Secondo l’Avvocata, si tende a trattare la violenza come un fenomeno a sé stante anziché come un problema strutturale con delle radici culturali e sociali. Proprio a proposito della violenza, Baruffini Gardini ha menzionato la Convenzione di Istanbul (se n’è parlato tanto in questi giorni a causa della decisione della Turchia di uscire dalla Convenzione, così come riportato dal quotidiano La Repubblica) ratificata dal Consiglio d’Europa nel 2011 sulla prevenzione e lotta contro la violenza nei confronti delle donne e la violenza domestica. È strutturata sulle cosiddette quattro P: prevenzione della violenza, protezione e supporto delle vittime, punizione dei colpevoli e politiche integrate.
Al fine di monitorare l’effettiva applicazione della Convenzione da parte di tutti gli Stati che l’hanno ratificata, ha spiegato Baruffini Gardini, è stato creato il GREVIO (Gruppo di Esperte sulla Violenza Contro le Donne), organismo indipendente del Consiglio d’Europa. Come evidenziato dall’Avvocata, il primo Rapporto GREVIO 2020, in relazione al monitoraggio effettuato in Italia, ha confermato il permanere di un problema culturale, del divario tra una teoria legislativa e una effettiva pratica di un piano antiviolenza, della mancanza di finanziamenti destinati a una efficiente strategia nazionale di contrasto, del carente funzionamento di giustizia e servizi.

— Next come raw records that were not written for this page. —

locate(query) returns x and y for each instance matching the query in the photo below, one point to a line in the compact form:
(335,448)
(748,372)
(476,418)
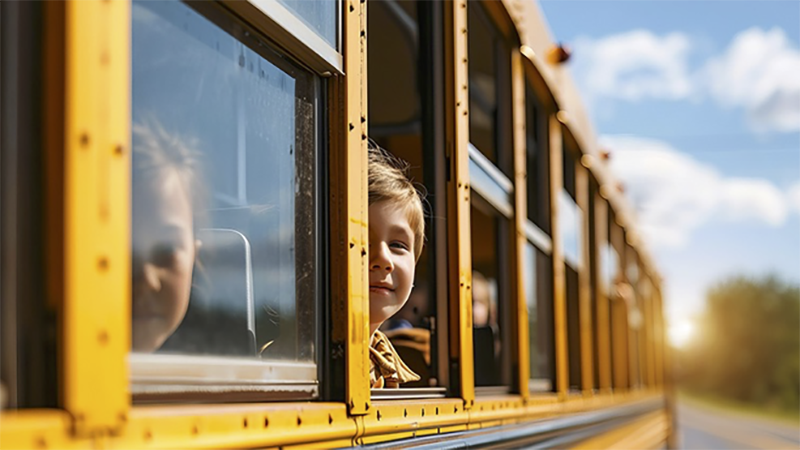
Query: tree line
(747,344)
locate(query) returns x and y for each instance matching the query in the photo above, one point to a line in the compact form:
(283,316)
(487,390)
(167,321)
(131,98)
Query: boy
(396,235)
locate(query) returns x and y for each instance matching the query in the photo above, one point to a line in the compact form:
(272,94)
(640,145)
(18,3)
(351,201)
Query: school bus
(536,320)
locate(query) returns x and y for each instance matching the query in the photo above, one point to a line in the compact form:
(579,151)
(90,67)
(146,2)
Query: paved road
(706,429)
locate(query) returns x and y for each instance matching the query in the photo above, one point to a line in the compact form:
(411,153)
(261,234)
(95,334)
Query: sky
(699,105)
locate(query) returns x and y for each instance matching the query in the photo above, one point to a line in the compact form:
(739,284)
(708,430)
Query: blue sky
(699,103)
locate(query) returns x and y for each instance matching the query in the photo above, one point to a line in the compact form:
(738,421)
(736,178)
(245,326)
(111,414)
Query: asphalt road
(707,429)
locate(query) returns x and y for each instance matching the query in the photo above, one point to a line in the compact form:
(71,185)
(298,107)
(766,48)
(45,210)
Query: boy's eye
(400,245)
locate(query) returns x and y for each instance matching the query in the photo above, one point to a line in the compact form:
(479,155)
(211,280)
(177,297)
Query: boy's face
(163,258)
(391,260)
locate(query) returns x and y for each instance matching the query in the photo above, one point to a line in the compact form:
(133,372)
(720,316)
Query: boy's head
(396,234)
(165,197)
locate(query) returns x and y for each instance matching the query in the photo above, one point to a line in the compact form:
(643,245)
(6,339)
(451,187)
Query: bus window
(224,219)
(489,88)
(401,82)
(635,316)
(28,355)
(538,249)
(490,294)
(619,295)
(320,15)
(538,161)
(570,222)
(539,295)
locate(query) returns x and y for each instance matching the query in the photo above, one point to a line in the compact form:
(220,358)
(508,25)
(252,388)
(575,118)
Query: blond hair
(157,152)
(388,180)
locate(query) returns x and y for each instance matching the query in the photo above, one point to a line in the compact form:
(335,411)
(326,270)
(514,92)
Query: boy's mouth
(380,289)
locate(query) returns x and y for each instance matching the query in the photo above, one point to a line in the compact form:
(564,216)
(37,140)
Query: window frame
(163,377)
(427,43)
(290,33)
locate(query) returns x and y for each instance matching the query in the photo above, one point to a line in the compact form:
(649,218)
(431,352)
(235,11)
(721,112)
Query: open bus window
(490,294)
(223,196)
(570,223)
(537,256)
(489,88)
(619,294)
(539,297)
(635,315)
(401,86)
(320,15)
(537,161)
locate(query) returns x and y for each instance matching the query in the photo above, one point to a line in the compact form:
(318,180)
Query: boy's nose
(381,258)
(145,275)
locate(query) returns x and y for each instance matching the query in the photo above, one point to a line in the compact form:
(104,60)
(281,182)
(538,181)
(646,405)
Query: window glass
(538,294)
(223,232)
(396,102)
(489,88)
(570,219)
(538,162)
(490,293)
(320,15)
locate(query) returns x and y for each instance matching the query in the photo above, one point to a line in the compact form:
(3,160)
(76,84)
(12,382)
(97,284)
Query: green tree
(748,345)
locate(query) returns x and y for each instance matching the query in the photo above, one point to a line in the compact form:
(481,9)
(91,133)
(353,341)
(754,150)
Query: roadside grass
(721,404)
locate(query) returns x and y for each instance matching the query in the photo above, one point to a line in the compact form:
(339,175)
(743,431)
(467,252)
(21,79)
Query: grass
(721,404)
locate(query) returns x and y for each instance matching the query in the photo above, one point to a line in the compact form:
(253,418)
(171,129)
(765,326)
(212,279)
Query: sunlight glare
(681,332)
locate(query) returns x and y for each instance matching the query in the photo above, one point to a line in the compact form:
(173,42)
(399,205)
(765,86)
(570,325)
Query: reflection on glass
(610,261)
(537,300)
(570,218)
(488,280)
(483,45)
(320,15)
(223,189)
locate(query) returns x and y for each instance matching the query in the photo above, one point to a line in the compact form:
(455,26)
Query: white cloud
(634,65)
(759,72)
(793,197)
(674,194)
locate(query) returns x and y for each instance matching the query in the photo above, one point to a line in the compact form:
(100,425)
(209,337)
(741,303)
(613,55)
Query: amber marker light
(558,54)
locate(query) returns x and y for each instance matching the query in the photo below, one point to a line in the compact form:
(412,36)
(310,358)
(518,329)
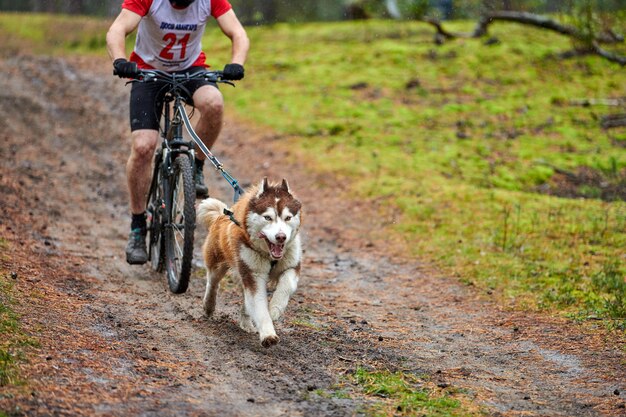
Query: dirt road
(114,341)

Per quanto siano state inasprite le pene, l’ultimo Rapporto Eures ha segnalato che, a fronte del crollo di omicidi in generale negli ultimi anni, il numero di femminicidi in Italia è aumentato. Una donna ogni tre giorni.
E la Pandemia sembra aver ulteriormente amplificato il divario di genere in termini lavorativi, con una conseguente perdita di indipendenza economica da parte delle donne. Una problematica che, secondo l’Avvocata, finirà per avere delle conseguenze sull’intera società.
Il dibattito si è concluso con un accenno all’uso sessista della lingua italiana, menzionando l’avanguardistico opuscolo scritto a riguardo da Alma Sabatini per la Presidenza del Consiglio dei Ministri e la Commissione Nazionale per la Parità e le Pari Opportunità tra Uomo e Donna nel 1987, e il toccante monologo di Paola Cortellesi alla Cerimonia per il David di Donatello nel 2018.